Here are the advantages to sole proprietorships:
- Complete control: A sole proprietor has complete control and decision-making power over the business. He or she doesn’t need to check with a board of directors or shareholders before making a pricey purchase or sealing a big deal.
- Time is on your side: Because there are fewer legal restrictions on this form of business, sole proprietorships can get started quickly. Plus, a sole proprietor can own the business for any length of time and sell it whenever and for whatever price he or she wants. As owner, a sole proprietor can even pass a business down to his or her heirs.
- Taxes: In a sole proprietorship, the company does not pay business taxes.

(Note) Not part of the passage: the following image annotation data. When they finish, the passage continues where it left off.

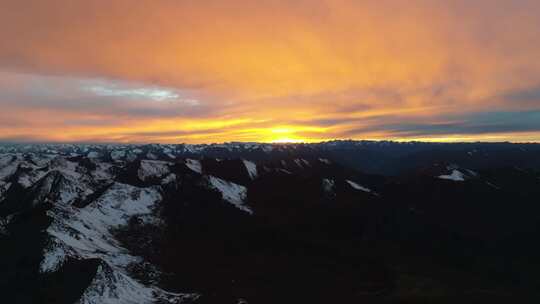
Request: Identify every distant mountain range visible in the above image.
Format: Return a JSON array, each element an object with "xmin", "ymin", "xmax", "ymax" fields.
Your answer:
[{"xmin": 0, "ymin": 141, "xmax": 540, "ymax": 304}]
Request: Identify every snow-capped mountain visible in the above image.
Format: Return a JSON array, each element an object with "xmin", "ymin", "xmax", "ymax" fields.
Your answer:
[{"xmin": 0, "ymin": 141, "xmax": 540, "ymax": 304}]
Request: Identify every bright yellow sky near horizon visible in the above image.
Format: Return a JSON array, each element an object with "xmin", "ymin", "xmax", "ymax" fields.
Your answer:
[{"xmin": 0, "ymin": 0, "xmax": 540, "ymax": 143}]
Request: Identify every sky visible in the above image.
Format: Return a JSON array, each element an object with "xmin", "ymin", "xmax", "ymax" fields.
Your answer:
[{"xmin": 0, "ymin": 0, "xmax": 540, "ymax": 143}]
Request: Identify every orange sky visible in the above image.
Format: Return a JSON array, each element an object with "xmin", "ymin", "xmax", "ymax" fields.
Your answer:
[{"xmin": 0, "ymin": 0, "xmax": 540, "ymax": 143}]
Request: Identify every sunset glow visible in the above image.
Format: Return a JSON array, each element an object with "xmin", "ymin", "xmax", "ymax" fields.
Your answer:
[{"xmin": 0, "ymin": 0, "xmax": 540, "ymax": 143}]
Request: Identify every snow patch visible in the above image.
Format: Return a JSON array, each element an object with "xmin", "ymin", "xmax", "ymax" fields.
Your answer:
[
  {"xmin": 137, "ymin": 160, "xmax": 170, "ymax": 182},
  {"xmin": 243, "ymin": 160, "xmax": 258, "ymax": 179}
]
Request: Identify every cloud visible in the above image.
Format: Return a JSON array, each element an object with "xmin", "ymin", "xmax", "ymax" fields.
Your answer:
[{"xmin": 0, "ymin": 0, "xmax": 540, "ymax": 142}]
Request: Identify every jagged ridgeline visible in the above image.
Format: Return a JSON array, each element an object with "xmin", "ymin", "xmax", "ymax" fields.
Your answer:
[{"xmin": 0, "ymin": 141, "xmax": 540, "ymax": 304}]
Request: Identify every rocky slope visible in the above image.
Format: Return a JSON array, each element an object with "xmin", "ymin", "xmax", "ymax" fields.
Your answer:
[{"xmin": 0, "ymin": 142, "xmax": 540, "ymax": 304}]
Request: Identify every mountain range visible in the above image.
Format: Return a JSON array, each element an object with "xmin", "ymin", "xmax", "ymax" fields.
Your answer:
[{"xmin": 0, "ymin": 141, "xmax": 540, "ymax": 304}]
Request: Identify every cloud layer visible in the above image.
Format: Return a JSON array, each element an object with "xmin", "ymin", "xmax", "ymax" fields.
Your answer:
[{"xmin": 0, "ymin": 0, "xmax": 540, "ymax": 142}]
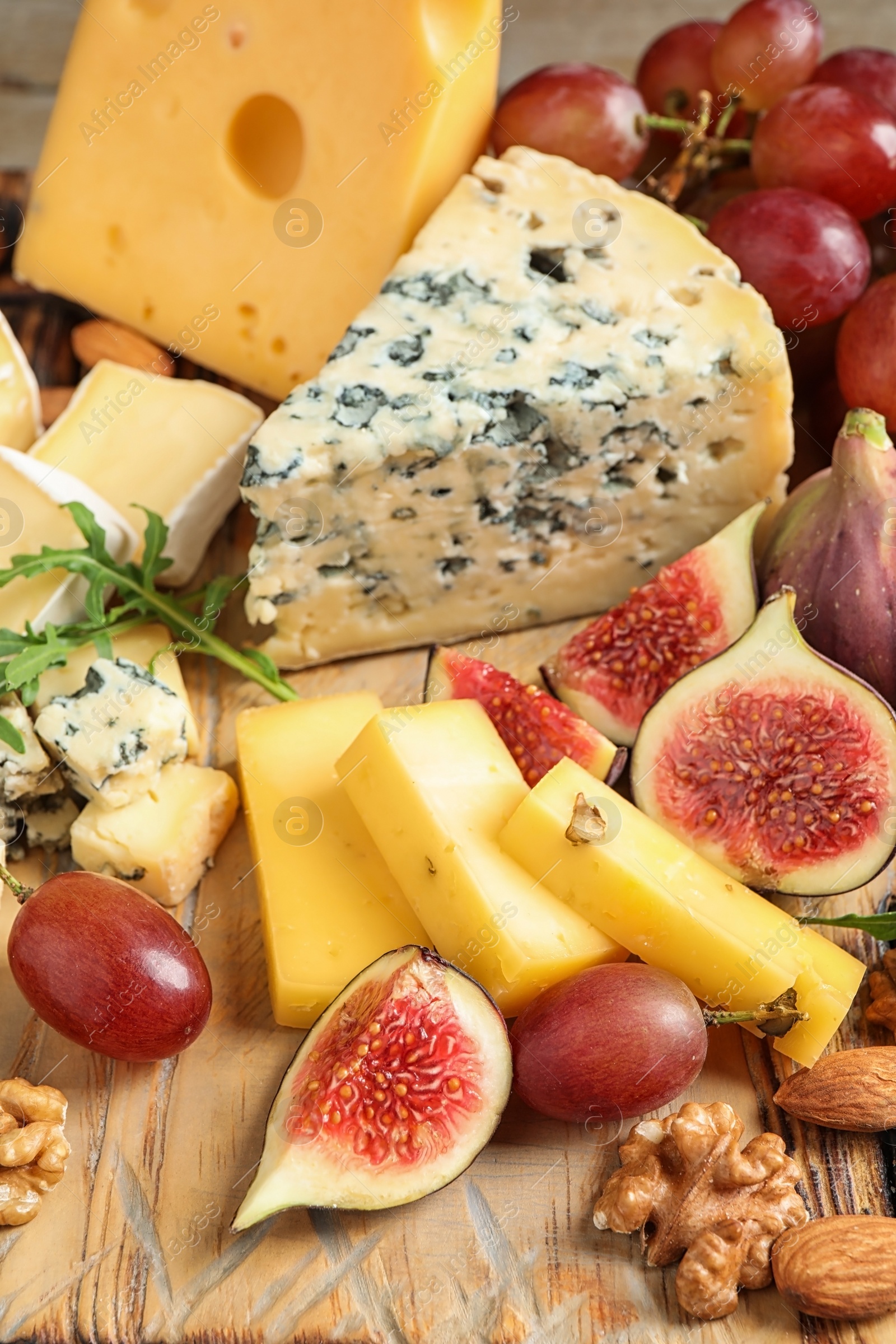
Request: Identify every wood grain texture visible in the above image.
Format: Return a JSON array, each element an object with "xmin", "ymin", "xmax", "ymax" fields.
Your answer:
[{"xmin": 0, "ymin": 0, "xmax": 896, "ymax": 168}]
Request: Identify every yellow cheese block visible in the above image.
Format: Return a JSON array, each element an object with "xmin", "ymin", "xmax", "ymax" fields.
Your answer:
[
  {"xmin": 338, "ymin": 700, "xmax": 626, "ymax": 1018},
  {"xmin": 236, "ymin": 691, "xmax": 430, "ymax": 1027},
  {"xmin": 33, "ymin": 618, "xmax": 199, "ymax": 755},
  {"xmin": 500, "ymin": 759, "xmax": 865, "ymax": 1065},
  {"xmin": 28, "ymin": 359, "xmax": 262, "ymax": 585},
  {"xmin": 772, "ymin": 926, "xmax": 866, "ymax": 1067},
  {"xmin": 71, "ymin": 760, "xmax": 239, "ymax": 906},
  {"xmin": 15, "ymin": 0, "xmax": 508, "ymax": 398},
  {"xmin": 0, "ymin": 313, "xmax": 43, "ymax": 449}
]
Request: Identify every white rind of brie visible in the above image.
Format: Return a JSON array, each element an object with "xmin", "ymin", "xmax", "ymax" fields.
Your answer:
[
  {"xmin": 0, "ymin": 447, "xmax": 137, "ymax": 633},
  {"xmin": 0, "ymin": 312, "xmax": 43, "ymax": 451}
]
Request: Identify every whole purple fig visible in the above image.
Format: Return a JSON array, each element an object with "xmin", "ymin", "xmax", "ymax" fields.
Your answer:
[{"xmin": 760, "ymin": 409, "xmax": 896, "ymax": 706}]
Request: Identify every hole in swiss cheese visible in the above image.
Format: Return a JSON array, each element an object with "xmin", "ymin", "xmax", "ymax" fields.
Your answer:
[{"xmin": 227, "ymin": 93, "xmax": 304, "ymax": 198}]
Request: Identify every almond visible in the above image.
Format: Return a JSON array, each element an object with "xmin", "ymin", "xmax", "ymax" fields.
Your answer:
[
  {"xmin": 771, "ymin": 1214, "xmax": 896, "ymax": 1321},
  {"xmin": 775, "ymin": 1046, "xmax": 896, "ymax": 1133},
  {"xmin": 71, "ymin": 319, "xmax": 175, "ymax": 377}
]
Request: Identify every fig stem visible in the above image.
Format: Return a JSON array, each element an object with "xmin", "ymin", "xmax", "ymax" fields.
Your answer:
[
  {"xmin": 0, "ymin": 863, "xmax": 34, "ymax": 906},
  {"xmin": 703, "ymin": 989, "xmax": 809, "ymax": 1036},
  {"xmin": 839, "ymin": 406, "xmax": 893, "ymax": 453}
]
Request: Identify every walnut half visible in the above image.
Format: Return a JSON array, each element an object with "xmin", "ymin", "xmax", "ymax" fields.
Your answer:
[
  {"xmin": 0, "ymin": 1078, "xmax": 71, "ymax": 1227},
  {"xmin": 594, "ymin": 1102, "xmax": 809, "ymax": 1321}
]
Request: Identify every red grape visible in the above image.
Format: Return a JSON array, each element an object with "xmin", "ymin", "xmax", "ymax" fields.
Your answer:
[
  {"xmin": 811, "ymin": 47, "xmax": 896, "ymax": 117},
  {"xmin": 752, "ymin": 83, "xmax": 896, "ymax": 219},
  {"xmin": 492, "ymin": 64, "xmax": 649, "ymax": 181},
  {"xmin": 511, "ymin": 961, "xmax": 707, "ymax": 1138},
  {"xmin": 712, "ymin": 0, "xmax": 825, "ymax": 111},
  {"xmin": 837, "ymin": 274, "xmax": 896, "ymax": 430},
  {"xmin": 710, "ymin": 187, "xmax": 870, "ymax": 330},
  {"xmin": 7, "ymin": 872, "xmax": 211, "ymax": 1061},
  {"xmin": 636, "ymin": 19, "xmax": 721, "ymax": 121}
]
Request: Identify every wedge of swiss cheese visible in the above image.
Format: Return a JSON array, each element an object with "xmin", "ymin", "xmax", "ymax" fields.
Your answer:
[
  {"xmin": 242, "ymin": 148, "xmax": 792, "ymax": 668},
  {"xmin": 15, "ymin": 0, "xmax": 502, "ymax": 398}
]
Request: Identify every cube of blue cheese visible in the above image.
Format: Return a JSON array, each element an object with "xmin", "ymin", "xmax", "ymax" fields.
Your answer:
[
  {"xmin": 242, "ymin": 148, "xmax": 792, "ymax": 666},
  {"xmin": 71, "ymin": 760, "xmax": 239, "ymax": 906},
  {"xmin": 0, "ymin": 692, "xmax": 64, "ymax": 802},
  {"xmin": 35, "ymin": 659, "xmax": 186, "ymax": 808},
  {"xmin": 24, "ymin": 793, "xmax": 81, "ymax": 853}
]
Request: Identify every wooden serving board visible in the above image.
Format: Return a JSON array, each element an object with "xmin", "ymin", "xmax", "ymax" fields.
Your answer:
[{"xmin": 0, "ymin": 180, "xmax": 896, "ymax": 1344}]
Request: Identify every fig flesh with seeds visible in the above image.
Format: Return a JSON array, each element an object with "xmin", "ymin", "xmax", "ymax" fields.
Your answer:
[
  {"xmin": 542, "ymin": 504, "xmax": 766, "ymax": 746},
  {"xmin": 232, "ymin": 946, "xmax": 513, "ymax": 1231},
  {"xmin": 424, "ymin": 644, "xmax": 629, "ymax": 786},
  {"xmin": 762, "ymin": 409, "xmax": 896, "ymax": 706},
  {"xmin": 631, "ymin": 589, "xmax": 896, "ymax": 897}
]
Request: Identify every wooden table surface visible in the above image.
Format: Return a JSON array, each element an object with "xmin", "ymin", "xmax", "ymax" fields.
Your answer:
[{"xmin": 0, "ymin": 0, "xmax": 896, "ymax": 1344}]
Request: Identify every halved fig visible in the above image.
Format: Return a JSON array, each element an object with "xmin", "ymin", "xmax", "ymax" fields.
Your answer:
[
  {"xmin": 631, "ymin": 589, "xmax": 896, "ymax": 897},
  {"xmin": 542, "ymin": 504, "xmax": 766, "ymax": 746},
  {"xmin": 232, "ymin": 946, "xmax": 512, "ymax": 1233},
  {"xmin": 423, "ymin": 644, "xmax": 629, "ymax": 785}
]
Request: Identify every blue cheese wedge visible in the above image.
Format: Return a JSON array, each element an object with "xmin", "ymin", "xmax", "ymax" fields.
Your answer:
[
  {"xmin": 71, "ymin": 760, "xmax": 239, "ymax": 906},
  {"xmin": 35, "ymin": 659, "xmax": 186, "ymax": 808},
  {"xmin": 242, "ymin": 148, "xmax": 792, "ymax": 666}
]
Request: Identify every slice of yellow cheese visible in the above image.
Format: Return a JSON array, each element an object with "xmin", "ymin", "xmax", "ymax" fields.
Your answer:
[
  {"xmin": 15, "ymin": 0, "xmax": 509, "ymax": 398},
  {"xmin": 338, "ymin": 700, "xmax": 626, "ymax": 1018},
  {"xmin": 236, "ymin": 691, "xmax": 430, "ymax": 1027},
  {"xmin": 500, "ymin": 759, "xmax": 865, "ymax": 1065}
]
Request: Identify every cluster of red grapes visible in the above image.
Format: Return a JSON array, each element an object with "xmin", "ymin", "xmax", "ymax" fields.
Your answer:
[{"xmin": 493, "ymin": 0, "xmax": 896, "ymax": 429}]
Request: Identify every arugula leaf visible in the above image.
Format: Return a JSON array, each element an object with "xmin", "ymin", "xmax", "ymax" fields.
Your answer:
[
  {"xmin": 799, "ymin": 910, "xmax": 896, "ymax": 942},
  {"xmin": 0, "ymin": 713, "xmax": 26, "ymax": 755},
  {"xmin": 63, "ymin": 500, "xmax": 115, "ymax": 566},
  {"xmin": 4, "ymin": 622, "xmax": 68, "ymax": 691},
  {"xmin": 200, "ymin": 574, "xmax": 240, "ymax": 626},
  {"xmin": 93, "ymin": 631, "xmax": 113, "ymax": 659},
  {"xmin": 243, "ymin": 648, "xmax": 279, "ymax": 676},
  {"xmin": 0, "ymin": 501, "xmax": 298, "ymax": 704},
  {"xmin": 132, "ymin": 504, "xmax": 175, "ymax": 587}
]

Instead, the owner pays taxes on income from the business as part of his or her personal income tax payments.
- Less paperwork: Although sole proprietors do need to comply with licensing requirements in the states in which they’re doing business, as well as local regulations and zoning ordinances, the paperwork and other formalities are substantially less than those that affect corporations.
- Lower cost: There are minimal legal costs involved in forming a sole proprietorship and fewer government filing fees.
However, there are also some important disadvantages of sole proprietorship:
- Personal liability: Without the protection of a corporation or LLC structure, a sole proprietor of a business can be held personally liable for the debts and obligations of the business. Additionally, this risk extends to any liabilities incurred as a result of acts committed by employees of the company. Even if the business files all the applicable forms under the fictitious name or under doing business as (DBA), it does not mean that the business is a separate entity from a legal standpoint.
- Decisions, decisions: All responsibilities and business decisions fall on the shoulders of the sole proprietor. Sometimes it’s hard to trust your instincts when your whole business is on the line. Sole proprietors usually find solace in joining networking groups or working with a mentor so they can get some feedback and guidance.
- Attracting investors: Because sole proprietorships are seen as a riskier investment, it may be harder to convince venture capitalists and other investors (or even bankers) to take a chance on your business.